From f9414e09da0512e3ae7e81d130b94627211c5492 Mon Sep 17 00:00:00 2001
From: Casper <casperbh.96@gmail.com>
Date: Sat, 24 Feb 2024 16:42:30 +0100
Subject: [PATCH] Fix casting

---
 awq_ext/quantization_new/gemv/gemv_cuda.cu | 27 +++++++++++++++++++---
 1 file changed, 24 insertions(+), 3 deletions(-)
diff --git a/awq_ext/quantization_new/gemv/gemv_cuda.cu b/awq_ext/quantization_new/gemv/gemv_cuda.cu
index 5c49626..78d12b4 100644
--- a/awq_ext/quantization_new/gemv/gemv_cuda.cu
+++ b/awq_ext/quantization_new/gemv/gemv_cuda.cu
@@ -33,6 +33,27 @@
 #define WARP_SIZE 32
 #define MEM_ACCESS_SIZE 128
 
+
+static inline __device__ float to_float(half src)
+{
+    return __half2float(src);
+}
+
+static inline __device__ float to_float(float src)
+{
+    return src;
+}
+
+static inline __device__ half to_half(float src)
+{
+    return __float2half(src);
+}
+
+static inline __device__ half to_half(half src)
+{
+    return src;
+}
+
 // Reduce sum within the warp using the tree reduction algorithm.
 template <int Num, int WarpSize>
 __device__ __forceinline__ static void warp_reduce(half* psum, float (*out_smem)[Num * 4])

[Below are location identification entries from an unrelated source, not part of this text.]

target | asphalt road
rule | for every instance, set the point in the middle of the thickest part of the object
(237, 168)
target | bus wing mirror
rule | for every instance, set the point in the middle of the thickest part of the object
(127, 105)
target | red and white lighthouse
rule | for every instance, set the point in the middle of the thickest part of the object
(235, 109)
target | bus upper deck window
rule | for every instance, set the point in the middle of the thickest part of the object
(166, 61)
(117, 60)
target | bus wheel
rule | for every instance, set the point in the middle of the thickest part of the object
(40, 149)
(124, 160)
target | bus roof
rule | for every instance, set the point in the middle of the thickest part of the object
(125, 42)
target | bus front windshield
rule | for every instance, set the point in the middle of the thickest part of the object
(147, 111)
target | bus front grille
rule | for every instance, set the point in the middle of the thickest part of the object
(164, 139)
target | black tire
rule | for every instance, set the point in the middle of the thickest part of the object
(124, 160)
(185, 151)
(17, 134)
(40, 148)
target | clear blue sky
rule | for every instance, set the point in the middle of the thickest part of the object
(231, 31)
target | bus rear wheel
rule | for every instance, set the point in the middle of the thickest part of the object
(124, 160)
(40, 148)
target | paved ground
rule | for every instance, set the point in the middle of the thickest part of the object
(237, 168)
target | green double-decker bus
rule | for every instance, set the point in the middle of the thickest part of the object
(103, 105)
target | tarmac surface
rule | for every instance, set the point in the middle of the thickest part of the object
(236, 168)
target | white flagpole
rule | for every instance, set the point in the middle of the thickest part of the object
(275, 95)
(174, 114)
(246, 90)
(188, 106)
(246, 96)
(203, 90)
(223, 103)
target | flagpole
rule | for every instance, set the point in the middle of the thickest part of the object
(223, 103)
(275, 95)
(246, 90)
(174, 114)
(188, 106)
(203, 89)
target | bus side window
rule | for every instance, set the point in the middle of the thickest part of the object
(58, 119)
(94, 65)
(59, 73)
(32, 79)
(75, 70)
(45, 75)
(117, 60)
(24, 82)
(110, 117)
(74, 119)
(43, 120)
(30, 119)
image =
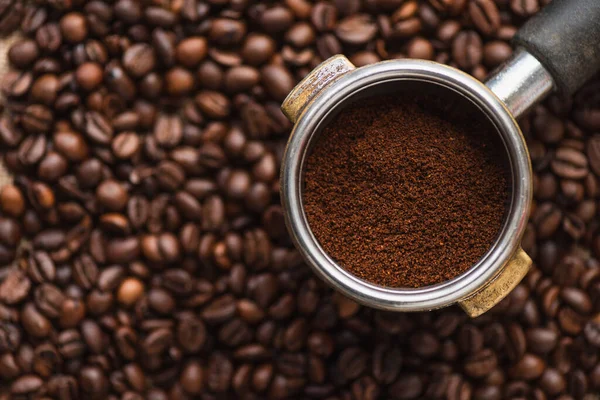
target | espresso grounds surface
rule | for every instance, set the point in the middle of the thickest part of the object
(403, 196)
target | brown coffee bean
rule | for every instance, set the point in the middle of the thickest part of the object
(45, 89)
(37, 119)
(213, 104)
(277, 81)
(569, 163)
(126, 145)
(12, 201)
(89, 75)
(257, 49)
(226, 31)
(356, 29)
(23, 53)
(49, 38)
(485, 16)
(496, 52)
(179, 81)
(34, 323)
(324, 16)
(524, 8)
(481, 364)
(112, 195)
(529, 367)
(73, 27)
(467, 49)
(12, 12)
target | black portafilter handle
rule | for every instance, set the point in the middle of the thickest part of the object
(565, 38)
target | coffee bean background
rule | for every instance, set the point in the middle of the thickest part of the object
(143, 246)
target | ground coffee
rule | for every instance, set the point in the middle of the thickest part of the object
(406, 192)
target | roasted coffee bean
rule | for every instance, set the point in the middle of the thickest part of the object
(145, 142)
(11, 14)
(485, 16)
(467, 49)
(569, 163)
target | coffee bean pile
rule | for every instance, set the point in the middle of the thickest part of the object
(144, 249)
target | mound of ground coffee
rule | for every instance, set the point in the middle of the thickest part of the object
(405, 194)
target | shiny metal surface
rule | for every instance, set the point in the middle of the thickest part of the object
(374, 78)
(521, 82)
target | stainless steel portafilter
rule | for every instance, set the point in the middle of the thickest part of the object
(558, 50)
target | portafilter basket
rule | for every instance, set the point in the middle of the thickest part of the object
(558, 50)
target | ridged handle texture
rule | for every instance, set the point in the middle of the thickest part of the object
(565, 38)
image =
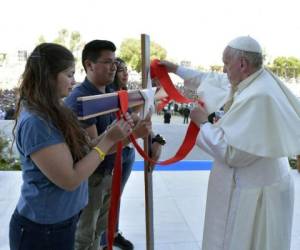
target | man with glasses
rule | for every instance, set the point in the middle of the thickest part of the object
(98, 60)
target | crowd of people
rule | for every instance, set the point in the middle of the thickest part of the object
(64, 206)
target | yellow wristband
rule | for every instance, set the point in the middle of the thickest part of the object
(100, 153)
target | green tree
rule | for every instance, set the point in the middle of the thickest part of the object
(130, 52)
(62, 38)
(286, 66)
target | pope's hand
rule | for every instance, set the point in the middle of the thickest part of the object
(199, 115)
(171, 67)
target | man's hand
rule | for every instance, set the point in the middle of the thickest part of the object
(199, 115)
(171, 67)
(143, 127)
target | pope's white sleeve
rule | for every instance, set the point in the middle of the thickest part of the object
(211, 140)
(192, 78)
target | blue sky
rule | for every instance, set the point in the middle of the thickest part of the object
(194, 30)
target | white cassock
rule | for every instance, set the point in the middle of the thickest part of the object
(250, 192)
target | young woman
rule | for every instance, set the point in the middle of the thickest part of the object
(55, 153)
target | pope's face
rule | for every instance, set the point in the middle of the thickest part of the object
(232, 67)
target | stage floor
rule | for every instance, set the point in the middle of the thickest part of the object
(179, 205)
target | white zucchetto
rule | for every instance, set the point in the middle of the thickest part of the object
(245, 43)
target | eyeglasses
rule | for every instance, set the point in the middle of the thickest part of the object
(122, 69)
(109, 62)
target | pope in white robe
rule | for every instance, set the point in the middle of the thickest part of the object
(250, 192)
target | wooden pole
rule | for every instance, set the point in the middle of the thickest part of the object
(145, 46)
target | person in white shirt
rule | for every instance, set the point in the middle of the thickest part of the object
(250, 192)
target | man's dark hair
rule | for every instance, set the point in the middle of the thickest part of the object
(92, 50)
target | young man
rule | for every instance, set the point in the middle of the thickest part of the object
(98, 59)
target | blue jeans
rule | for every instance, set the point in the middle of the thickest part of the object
(25, 234)
(128, 157)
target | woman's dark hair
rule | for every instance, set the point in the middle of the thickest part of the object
(38, 93)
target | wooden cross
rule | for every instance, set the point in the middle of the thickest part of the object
(92, 106)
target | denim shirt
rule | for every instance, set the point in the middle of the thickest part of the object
(41, 200)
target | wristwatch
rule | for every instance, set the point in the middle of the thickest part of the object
(159, 139)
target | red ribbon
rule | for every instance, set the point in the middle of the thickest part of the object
(117, 175)
(189, 141)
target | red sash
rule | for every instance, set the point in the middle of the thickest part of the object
(189, 141)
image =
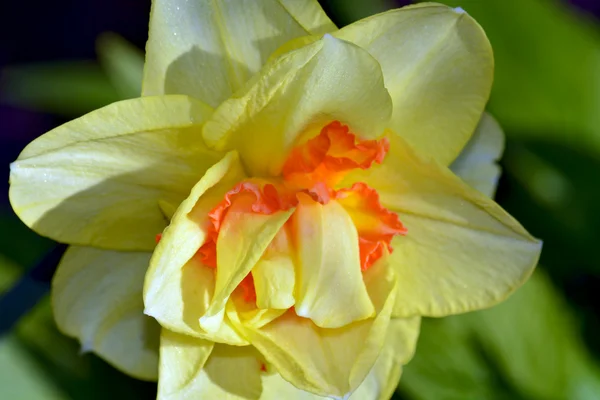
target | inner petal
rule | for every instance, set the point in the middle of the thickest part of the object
(329, 283)
(375, 224)
(327, 157)
(245, 223)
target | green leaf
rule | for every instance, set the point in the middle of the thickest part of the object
(527, 347)
(21, 377)
(547, 77)
(64, 88)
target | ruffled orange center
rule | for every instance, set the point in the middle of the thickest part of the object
(314, 168)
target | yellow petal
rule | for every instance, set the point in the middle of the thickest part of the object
(399, 346)
(382, 380)
(330, 289)
(477, 163)
(298, 94)
(462, 251)
(243, 238)
(178, 288)
(328, 362)
(97, 180)
(240, 311)
(209, 49)
(97, 298)
(193, 368)
(438, 67)
(274, 274)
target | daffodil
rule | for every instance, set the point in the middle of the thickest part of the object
(284, 187)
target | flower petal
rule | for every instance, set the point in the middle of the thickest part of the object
(97, 180)
(477, 163)
(330, 289)
(328, 362)
(296, 95)
(97, 298)
(243, 238)
(178, 287)
(194, 368)
(399, 347)
(274, 275)
(438, 67)
(209, 49)
(462, 252)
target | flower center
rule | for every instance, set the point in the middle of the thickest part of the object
(315, 169)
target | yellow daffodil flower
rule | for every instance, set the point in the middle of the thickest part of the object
(282, 194)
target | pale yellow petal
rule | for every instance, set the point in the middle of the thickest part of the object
(330, 289)
(243, 238)
(241, 311)
(97, 180)
(477, 164)
(209, 49)
(274, 281)
(328, 362)
(399, 347)
(296, 95)
(97, 298)
(462, 251)
(382, 380)
(438, 67)
(192, 368)
(178, 288)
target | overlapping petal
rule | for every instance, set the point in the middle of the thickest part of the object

@@ -42,7 +63,7 @@ __device__ __forceinline__ static void warp_reduce(half* psum, float (*out_smem)
       #pragma unroll
       for (int i = 0; i < Num; ++i)
       {
-          fpsum[i] = static_cast<float>(psum[i]);
+          fpsum[i] = to_float(psum[i]);
       }
 
       #pragma unroll
@@ -97,7 +118,7 @@ __global__ void gemv_kernel(
 
     half psum[Num];
     for (int i = 0; i < Num; ++i)
-        psum[i] = static_cast<half>(0.f);
+        psum[i] = to_half(0.f);
     
     extern __shared__ uint8_t shmem[];
     float(*out_smem)[Num * kInterleave] = reinterpret_cast<float(*)[Num * kInterleave]>(shmem);
@@ -199,7 +220,7 @@ __global__ void gemv_kernel(
         {
             acc += out_smem[j][i];
         }
-        outputs[batch_idx * OC + blk_row_offset + oc_idx] = static_cast<half>(acc);
+        outputs[batch_idx * OC + blk_row_offset + oc_idx] = to_half(acc);
     }
 }